Generation Z prefer juice bars to pub crawls and rank quality home-time over beer-fuelled nights out. They are far more likely to open a tab on a web browser than at a bar. This good, clean sense of fun is seemingly at odds with the traditional, no frills British pub culture – but it doesn’t have to be this way.
Once upon a time, if you wanted a non-alcoholic drink in a pub there was little to tempt you on the menu. Lime and soda or orange juice were pretty much the only options. That, or perhaps a badly made mocktail served in a pint glass, full of sickly sweet juice and frou-frou umbrellas, and charged at triple the price of a shandy.
The pub of the future is no longer the stomping ground of lad culture, tribalistic football fans and underage binge drinkers but rather a meeting place for like-minded young people debating topics that are most important to them over a cup of iced coffee. So how do we shift the drinks menu without losing the comfort and warmth of the quintessential, traditional British pub?
With over 50% of Generation Z saying they would like to see pubs offer more interesting nonalcoholic drinks, I set about creating a series of delicious mocktails using Nescafé Azera Nitro Coffee.
The Coffee Colada…
- 1 x Nescafé Azera Nitro Americano
- 80ml light coconut milk
- a pinch saffron
- 1 tsp maple syrup
Soak the saffron in 2 teaspoons of boiling water. Add all the ingredients to a blender with a handful of ice. Blitz until mixed and the ice is crushed. Serve with a dusting of cinnamon.
The Mocoffeeto…
- 1 x Nescafé Azera Nitro Americano
- 1 lime, juice of
- 1 tsp caster sugar
- 2 sprigs of fresh mint ginger ale
Shake the coffee, lime, sugar and mint with ice. Strain into a long glass over ice and top with ginger ale and a sprig of fresh mint.
The Red Velvet…
- 1 x Nescafé Azera Nitro Americano
- 6 raspberries
- 2 tsp of grenadine syrup
- 1/4 tsp of chilli powder
- soda water
Shake coffee, raspberries, grenadine syrup and chilli powder with ice. Strain into a long glass over ice and top with soda water and some fresh raspberries.
What else do I see changing with the pub of the future?
Generation Z is made up of people who are incredibly mindful of sustainability, buy into purpose more than brand and lean towards a healthier lifestyle, for them as well as the planet. This is seemingly at odds with the values of the traditional British pub, where comfort, value for money and old fashioned camaraderie are king – but it doesn’t have to be this way. The pub of the future retains the warmth and conviviality of the pub, but ensures it cares for the environment and its own ethics at the same time.
The pub of the future doesn’t reinvent the wheel, it just makes the wheel more carefully.

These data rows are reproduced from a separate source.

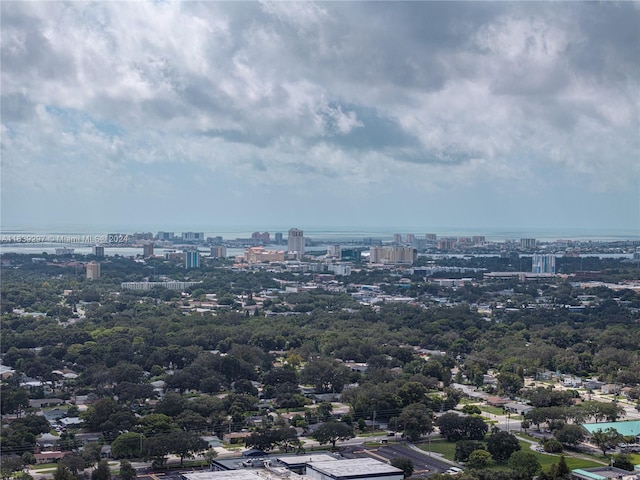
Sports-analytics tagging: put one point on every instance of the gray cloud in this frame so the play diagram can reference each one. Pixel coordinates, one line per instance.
(355, 94)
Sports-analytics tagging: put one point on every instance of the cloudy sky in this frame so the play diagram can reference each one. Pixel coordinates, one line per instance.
(424, 114)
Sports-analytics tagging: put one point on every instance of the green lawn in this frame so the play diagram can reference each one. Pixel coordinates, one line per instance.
(448, 450)
(491, 410)
(441, 446)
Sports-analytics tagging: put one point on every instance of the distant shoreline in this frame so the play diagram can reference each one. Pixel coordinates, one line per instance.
(343, 234)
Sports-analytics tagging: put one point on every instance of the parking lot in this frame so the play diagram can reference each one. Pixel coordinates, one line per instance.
(424, 465)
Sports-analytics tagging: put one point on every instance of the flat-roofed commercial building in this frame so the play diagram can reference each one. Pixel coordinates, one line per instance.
(355, 469)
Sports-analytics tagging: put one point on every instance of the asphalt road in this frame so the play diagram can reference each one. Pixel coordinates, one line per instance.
(424, 465)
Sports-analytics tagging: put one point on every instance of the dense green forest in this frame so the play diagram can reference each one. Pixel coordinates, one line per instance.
(119, 342)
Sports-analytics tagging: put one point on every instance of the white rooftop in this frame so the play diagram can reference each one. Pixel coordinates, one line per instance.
(353, 468)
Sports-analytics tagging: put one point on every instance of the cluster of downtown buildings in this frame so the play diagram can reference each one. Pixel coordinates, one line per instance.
(188, 249)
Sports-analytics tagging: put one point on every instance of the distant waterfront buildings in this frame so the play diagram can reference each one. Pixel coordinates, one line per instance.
(295, 242)
(260, 255)
(145, 286)
(528, 243)
(193, 236)
(147, 250)
(165, 236)
(263, 238)
(392, 255)
(543, 263)
(93, 270)
(192, 259)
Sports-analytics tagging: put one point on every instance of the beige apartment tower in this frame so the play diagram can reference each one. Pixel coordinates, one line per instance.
(295, 242)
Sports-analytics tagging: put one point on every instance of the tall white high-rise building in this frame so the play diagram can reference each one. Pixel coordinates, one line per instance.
(192, 259)
(543, 263)
(93, 270)
(295, 242)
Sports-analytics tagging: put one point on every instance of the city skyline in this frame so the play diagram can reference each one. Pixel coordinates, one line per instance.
(485, 115)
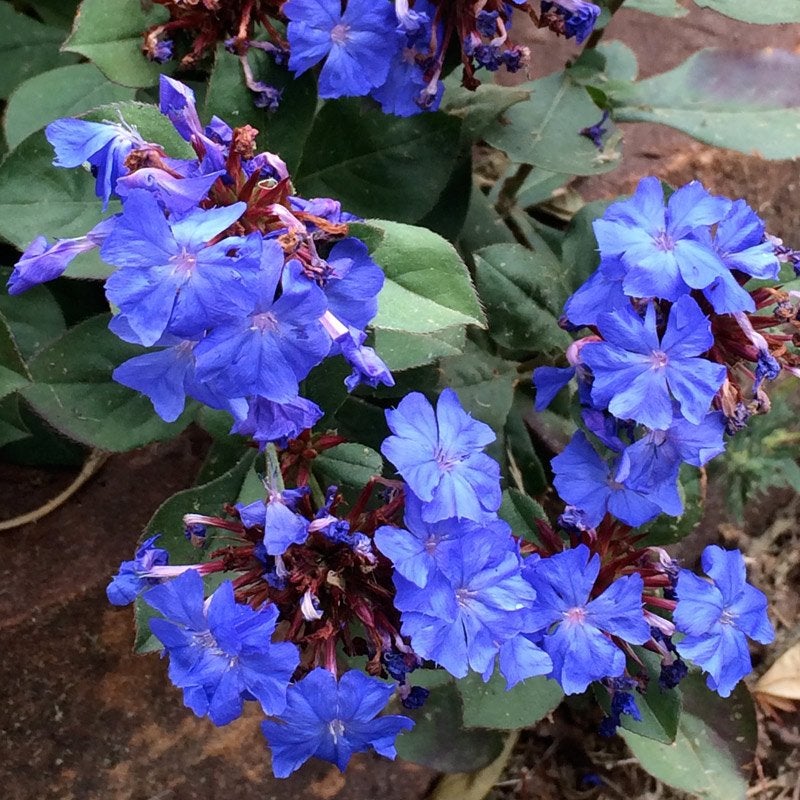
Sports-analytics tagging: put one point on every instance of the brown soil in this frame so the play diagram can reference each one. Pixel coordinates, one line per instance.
(84, 719)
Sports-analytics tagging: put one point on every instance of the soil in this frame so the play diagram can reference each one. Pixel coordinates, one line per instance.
(84, 719)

We don’t want to lose the classic pub grub, we just want it to be a little grubbier – grown on site, organically and ethically and picked fresh, in all its soil-covered glory, so that everything on the menu is as delicious as it is conscientious. The beer garden will also function as the kitchen garden, growing key produce for the chef to integrate into our pub favourites.
Tech will also become a huge focus of the pub of the future. With Wifi being an undisputed essential, alongside charging points, mobile ordering, app payments and online entertainment. The pub quiz will no longer be a disc jockey in an elaborate blazer signing off your answers, instead digital responses will ensure that the honourable ‘quizzard’ is crowned fairly.

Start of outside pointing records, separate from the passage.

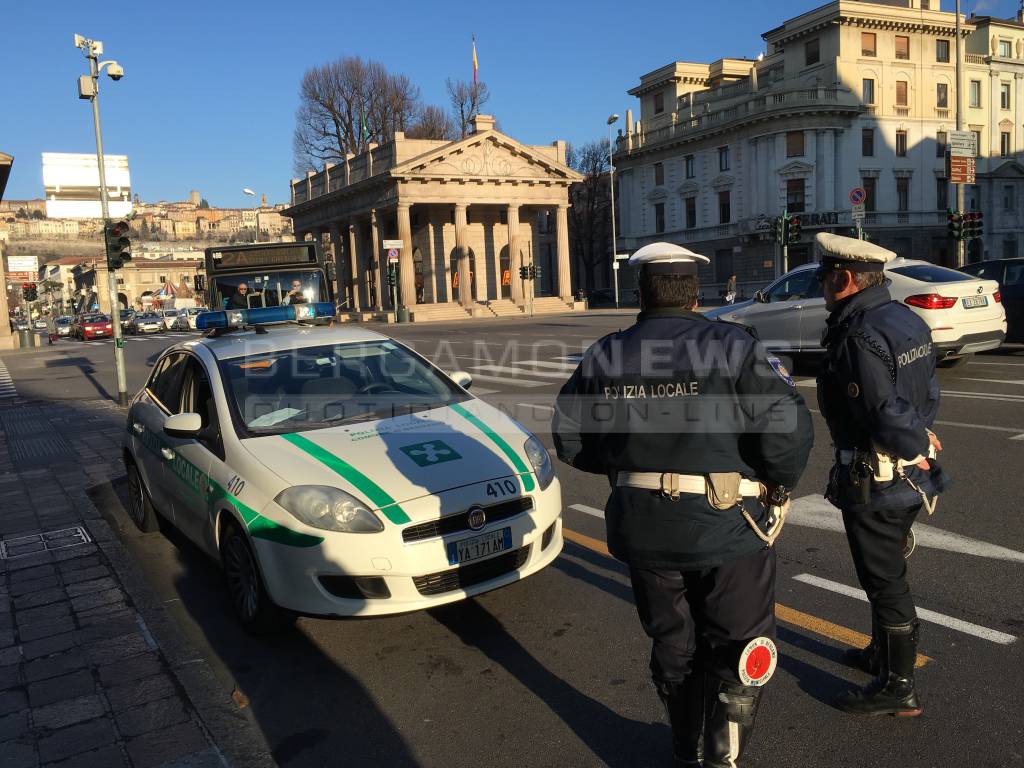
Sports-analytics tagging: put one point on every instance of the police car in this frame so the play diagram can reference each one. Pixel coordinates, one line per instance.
(333, 471)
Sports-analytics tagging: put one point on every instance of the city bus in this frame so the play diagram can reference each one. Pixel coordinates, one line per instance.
(267, 274)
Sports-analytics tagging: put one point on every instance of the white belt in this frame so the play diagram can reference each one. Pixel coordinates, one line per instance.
(682, 483)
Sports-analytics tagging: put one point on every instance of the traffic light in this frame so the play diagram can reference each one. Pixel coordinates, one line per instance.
(118, 244)
(794, 229)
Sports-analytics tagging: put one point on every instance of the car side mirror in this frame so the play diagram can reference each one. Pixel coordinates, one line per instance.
(183, 426)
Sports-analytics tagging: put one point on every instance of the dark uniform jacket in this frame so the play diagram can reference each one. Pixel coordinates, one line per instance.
(678, 392)
(878, 386)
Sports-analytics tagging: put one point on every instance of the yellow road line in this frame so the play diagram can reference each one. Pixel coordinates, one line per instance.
(783, 613)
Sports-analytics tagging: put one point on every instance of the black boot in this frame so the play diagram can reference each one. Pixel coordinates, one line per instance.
(684, 702)
(892, 692)
(729, 715)
(867, 658)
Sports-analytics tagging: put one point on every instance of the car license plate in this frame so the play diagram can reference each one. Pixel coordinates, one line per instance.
(479, 546)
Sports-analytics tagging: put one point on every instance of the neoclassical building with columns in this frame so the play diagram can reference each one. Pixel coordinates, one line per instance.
(469, 213)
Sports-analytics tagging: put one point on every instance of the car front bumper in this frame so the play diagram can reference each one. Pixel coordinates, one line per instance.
(417, 574)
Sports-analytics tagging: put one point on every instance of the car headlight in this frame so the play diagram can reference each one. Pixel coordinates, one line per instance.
(541, 461)
(329, 509)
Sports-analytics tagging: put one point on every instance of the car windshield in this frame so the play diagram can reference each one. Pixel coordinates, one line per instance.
(931, 273)
(323, 386)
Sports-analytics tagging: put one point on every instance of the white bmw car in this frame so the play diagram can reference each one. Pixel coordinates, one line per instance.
(965, 313)
(335, 472)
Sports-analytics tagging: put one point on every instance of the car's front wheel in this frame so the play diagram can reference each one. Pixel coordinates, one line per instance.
(251, 603)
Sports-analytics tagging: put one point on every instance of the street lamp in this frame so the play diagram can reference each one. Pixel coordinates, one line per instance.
(612, 119)
(88, 88)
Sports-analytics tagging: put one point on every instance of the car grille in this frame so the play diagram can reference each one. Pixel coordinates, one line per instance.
(459, 522)
(468, 576)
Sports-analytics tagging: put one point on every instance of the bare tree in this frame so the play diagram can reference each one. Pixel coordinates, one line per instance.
(345, 104)
(466, 98)
(590, 214)
(434, 123)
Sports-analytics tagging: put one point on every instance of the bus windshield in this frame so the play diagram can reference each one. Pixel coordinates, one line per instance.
(273, 289)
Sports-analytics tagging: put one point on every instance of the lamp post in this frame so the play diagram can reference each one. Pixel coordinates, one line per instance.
(612, 119)
(88, 88)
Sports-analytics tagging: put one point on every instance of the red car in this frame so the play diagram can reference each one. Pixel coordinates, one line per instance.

The way I see it, the pub of the future is a place of imaginative beverages, delicious sustainable food and high tech entertainment but underneath all of that, I firmly believe it will perform the same functions it always has: bringing people together to discuss the things that matter, natter about the things that don’t and spend time with those they love the most.